Eligibility: Late Stage submissions target ending PhD students or those who recently graduated, which is roughly from the beginning of the PhD manuscript writing up to 6 months after the defense. The Late Stage format is also open to ongoing PhD (i.e. 2nd year) if the submitted content satisfies with the expectations exposed above.

Paper format: Submitted papers should not exceed six (6) pages in length, including references.

 

Late Stage PhD Symposium paper can be submitted through EDAS using the following link: https://edas.info/newPaper.php?c=31395&track=123335

GENERAL ELIGIBILITY

As PhD symposium differs from standard scientific tracks, and solely targets ongoing or very recently defended PhD, some eligibility assessment must be satisfied for submissions to be considered:

  • The list of authors is restricted to the PhD student and the supervisor. In the case where more than one advisor is involved in the PhD, thus leading to several authors in addition to the PhD student, the PhD symposium chairs must be informed and any official assessment must be provided.
  • PhD students of accepted PhD symposium papers must register to Netsoft 2024 and they are the sole person able to present their work during the event.
  • An official letter from the PhD advisor(s) is required to state the PhD status (beginning for Early Stage, ending with PhD defense date (expected or achieved) for Late Stage).

GENERAL SUBMISSION GUIDELINES 

Two tracks are available for submission: one for Early Stage PhD submissions, and one for Late Stage PhD submissions. In both tracks, PhD students have to submit two files: the manuscript and the letter of their supervisor to prove their status as a PhD student. Manuscripts must be written in English and formatted according to the standard IEEE double-column conference template (10-point font). Templates and examples in LaTeX and Microsoft Word are available for download at:

https://www.ieee.org/conferences/publishing/templates.html.
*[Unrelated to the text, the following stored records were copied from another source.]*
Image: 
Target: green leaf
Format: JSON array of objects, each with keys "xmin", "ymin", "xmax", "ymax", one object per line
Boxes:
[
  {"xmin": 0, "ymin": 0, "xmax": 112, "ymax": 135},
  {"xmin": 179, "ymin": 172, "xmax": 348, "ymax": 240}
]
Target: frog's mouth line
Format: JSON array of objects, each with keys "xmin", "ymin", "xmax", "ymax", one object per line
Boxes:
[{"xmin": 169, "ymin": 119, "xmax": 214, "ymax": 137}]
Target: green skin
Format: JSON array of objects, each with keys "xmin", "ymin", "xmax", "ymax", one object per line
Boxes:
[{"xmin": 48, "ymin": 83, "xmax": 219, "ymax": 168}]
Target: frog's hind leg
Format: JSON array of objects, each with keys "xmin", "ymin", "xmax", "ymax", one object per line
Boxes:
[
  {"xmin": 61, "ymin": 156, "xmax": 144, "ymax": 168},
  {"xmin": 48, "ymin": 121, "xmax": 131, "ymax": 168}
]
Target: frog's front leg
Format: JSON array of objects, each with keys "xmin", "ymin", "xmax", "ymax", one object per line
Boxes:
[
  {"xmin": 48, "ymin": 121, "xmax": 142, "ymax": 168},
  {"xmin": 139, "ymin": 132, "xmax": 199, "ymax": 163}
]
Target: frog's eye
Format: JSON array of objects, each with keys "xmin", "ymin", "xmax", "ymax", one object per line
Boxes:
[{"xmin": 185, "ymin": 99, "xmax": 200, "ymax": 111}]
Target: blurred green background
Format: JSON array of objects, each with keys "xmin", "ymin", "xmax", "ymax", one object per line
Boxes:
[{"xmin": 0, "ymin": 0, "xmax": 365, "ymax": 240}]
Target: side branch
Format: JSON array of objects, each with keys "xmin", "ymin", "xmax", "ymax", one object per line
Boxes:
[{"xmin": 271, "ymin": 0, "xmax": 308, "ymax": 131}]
Papers not matching the length and formatting requirements or violating IEEE’s guidelines on plagiarized content will be rejected without review. All other submitted papers will be reviewed. Only PDF files will be accepted for the review process and all manuscripts must be electronically submitted through EDAS using the links indicated so far for Early Stage PhD Symposium papers and Late Stage PhD Symposium papers, respectively.
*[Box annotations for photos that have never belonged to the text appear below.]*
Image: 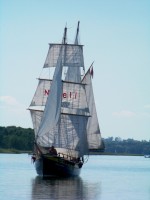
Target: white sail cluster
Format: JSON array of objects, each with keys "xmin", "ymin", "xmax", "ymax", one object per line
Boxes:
[{"xmin": 29, "ymin": 22, "xmax": 101, "ymax": 156}]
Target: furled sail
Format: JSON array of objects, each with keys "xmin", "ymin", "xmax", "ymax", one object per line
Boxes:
[
  {"xmin": 82, "ymin": 69, "xmax": 103, "ymax": 149},
  {"xmin": 44, "ymin": 44, "xmax": 84, "ymax": 68},
  {"xmin": 29, "ymin": 23, "xmax": 102, "ymax": 156}
]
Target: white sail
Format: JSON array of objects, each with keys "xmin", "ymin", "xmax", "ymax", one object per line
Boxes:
[
  {"xmin": 82, "ymin": 70, "xmax": 102, "ymax": 149},
  {"xmin": 29, "ymin": 23, "xmax": 101, "ymax": 159},
  {"xmin": 38, "ymin": 45, "xmax": 62, "ymax": 136}
]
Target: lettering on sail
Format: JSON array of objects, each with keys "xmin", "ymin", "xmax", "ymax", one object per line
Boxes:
[{"xmin": 44, "ymin": 89, "xmax": 77, "ymax": 99}]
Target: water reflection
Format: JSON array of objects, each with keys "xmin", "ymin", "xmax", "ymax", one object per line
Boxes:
[{"xmin": 32, "ymin": 176, "xmax": 100, "ymax": 200}]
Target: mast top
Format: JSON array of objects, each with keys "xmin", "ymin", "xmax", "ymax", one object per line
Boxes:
[
  {"xmin": 62, "ymin": 27, "xmax": 67, "ymax": 44},
  {"xmin": 74, "ymin": 21, "xmax": 80, "ymax": 44}
]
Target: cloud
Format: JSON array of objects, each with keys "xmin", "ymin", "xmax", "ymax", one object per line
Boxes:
[
  {"xmin": 144, "ymin": 104, "xmax": 150, "ymax": 108},
  {"xmin": 113, "ymin": 110, "xmax": 136, "ymax": 117}
]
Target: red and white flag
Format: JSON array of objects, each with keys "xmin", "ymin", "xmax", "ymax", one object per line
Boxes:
[{"xmin": 90, "ymin": 65, "xmax": 94, "ymax": 78}]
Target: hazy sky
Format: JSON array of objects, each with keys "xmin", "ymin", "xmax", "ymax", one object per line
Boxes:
[{"xmin": 0, "ymin": 0, "xmax": 150, "ymax": 140}]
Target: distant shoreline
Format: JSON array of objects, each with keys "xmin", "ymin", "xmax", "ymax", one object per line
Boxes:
[{"xmin": 0, "ymin": 149, "xmax": 144, "ymax": 156}]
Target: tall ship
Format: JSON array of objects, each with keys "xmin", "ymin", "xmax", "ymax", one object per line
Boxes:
[{"xmin": 29, "ymin": 22, "xmax": 104, "ymax": 177}]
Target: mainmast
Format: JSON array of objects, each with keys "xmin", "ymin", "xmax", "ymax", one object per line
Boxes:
[
  {"xmin": 74, "ymin": 21, "xmax": 80, "ymax": 44},
  {"xmin": 62, "ymin": 27, "xmax": 67, "ymax": 44}
]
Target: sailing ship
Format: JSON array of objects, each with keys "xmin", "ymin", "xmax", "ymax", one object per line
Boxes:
[{"xmin": 29, "ymin": 22, "xmax": 103, "ymax": 177}]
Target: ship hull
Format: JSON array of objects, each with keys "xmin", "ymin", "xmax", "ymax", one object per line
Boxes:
[{"xmin": 35, "ymin": 155, "xmax": 82, "ymax": 177}]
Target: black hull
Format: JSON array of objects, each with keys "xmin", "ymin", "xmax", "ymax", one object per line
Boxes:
[{"xmin": 35, "ymin": 155, "xmax": 82, "ymax": 177}]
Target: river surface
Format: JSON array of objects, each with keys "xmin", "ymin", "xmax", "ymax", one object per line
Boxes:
[{"xmin": 0, "ymin": 154, "xmax": 150, "ymax": 200}]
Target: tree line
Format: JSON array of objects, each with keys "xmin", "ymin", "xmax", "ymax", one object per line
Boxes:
[{"xmin": 0, "ymin": 126, "xmax": 150, "ymax": 155}]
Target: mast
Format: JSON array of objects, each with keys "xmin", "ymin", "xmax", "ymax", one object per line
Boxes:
[
  {"xmin": 62, "ymin": 27, "xmax": 67, "ymax": 44},
  {"xmin": 74, "ymin": 21, "xmax": 80, "ymax": 44}
]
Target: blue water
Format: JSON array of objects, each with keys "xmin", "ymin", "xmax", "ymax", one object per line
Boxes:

Accepted submissions are published in the conference proceedings and submitted to the IEEE Xplore Digital Library, provided that they are duly presented.

TOPICS OF INTEREST

The symposium solicits submissions in the same field of the main conference. The topics of interest include, but are not limited to:

  • Softwarized cloud, fog, and edge infrastructures
  • Network softwarization for 5G/6G
  • Softwarization in Metaverse (AR/VR and digital twins)
  • Cooperative multi-domain, multi-tenant SDN/NFV environments.
  • Future Internet and New IP architectures.
  • Mobility management in softwarized networks.
  • High-precision communications and computing
  • Service Function Chaining (SFC).
  • Network slicing and slice management
  • QoS and QoE in softwarized infrastructures.
  • Network softwarization for deterministic Internet re-engineering
  • Softwarization for Cognitive and autonomic networking
  • Policy-based and Intent-based networking.
  • AI/ML techniques and network softwarization
  • Dynamic resource discovery and negotiation schemes.
  • Assurance and Measurements in softwarized networks
  • Resilience, reliability, and robustness of softwarized networks
  • Security, Safety, Trust, and Privacy in virtualized environments.
  • Energy Efficiency in network softwarization
  • Abstractions and virtualization of resources, services, and functions.
  • Programmability for Time-Sensitive Networks (TSN)
  • Programmable Networking Protocols
  • Programmable SDN and NFV: languages and architectures (P4 and others)
  • Open source and network softwarization.
  • Hardware acceleration for programmable network functions.
  • Development methodologies for network softwarization (DevOps, NetOps, verification).
  • Deployment and transition strategies.
  • Experience reports from experimental testbeds and deployments.
  • New value chains and service models enabled by softwarization.
  • Socio-economic impact and regulations for softwarization.